Note that one hot content that has reached millions doesn’t make another post equally successful although the vast number of followers re-tweeting any content help greatly.

In order to ascend ranks in social networks, you will have to consistently produce the right content and consistently have the foresight to rehash any sensational content.

Prince Harry and Meghan Markle’s wedding for example is a prime example of how an event can have ripe opportunities for sensationalizing content.

The social network leaders wasted no time.

From Meghan and Harry’s 3 second mutually loving glance (duh, they must be in love to actually show up at the wedding) to Victoria Beckham’s scowl (translated by the networks that she got attitude) vloggers and media correspondents went wild, dishing out sensational content suitable for populist appetites for days and weeks after the most watched wedding in all time.

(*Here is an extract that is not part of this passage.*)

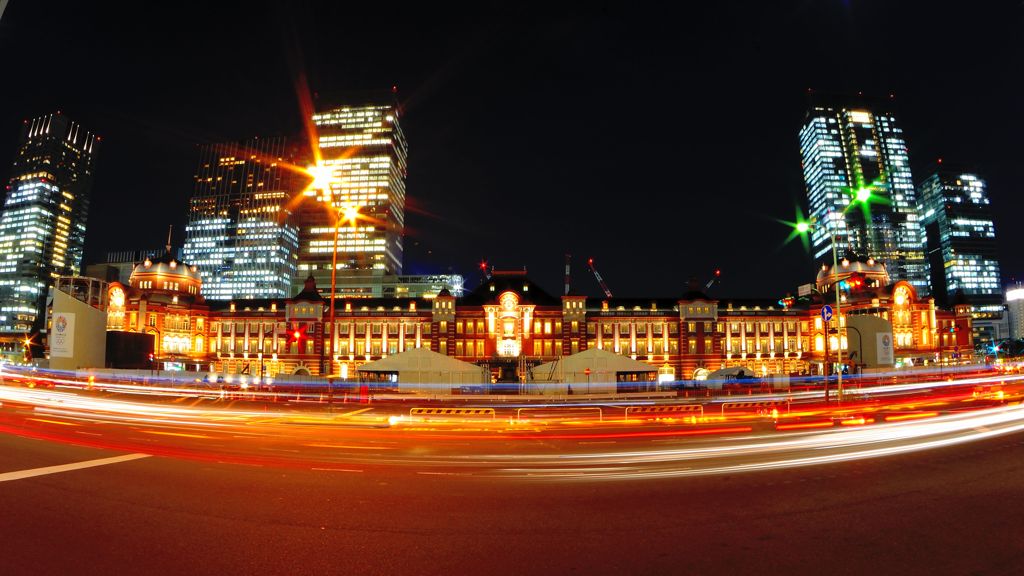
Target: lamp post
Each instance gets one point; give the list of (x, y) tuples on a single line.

I’m worried about the social networks my son will grow up in.

We can nurture him as much and as attentively as we can but to a large degree he will need to decipher for himself the real from the fakes, reflect on other perspectives based on the one most commonly posted and weed out the sensationalized content from the important takeaways.

Added to that challenge are the overload of information and news.

As information swirl and change constantly around him he will have to rely on some really good apps to filter out the relevant and insightful, and in addition to that, give equal weight to stuff that are less talked about.

Not focus only on success stories; not feel that he’s a failure because he’s not an overnight internet phenomenon.

Hopefully he won’t need a lifelong prescription for depression as success seems tougher to attain and the road to success seems more competitive than ever before

Take it easy on your child.

The mundane and less successful still matter.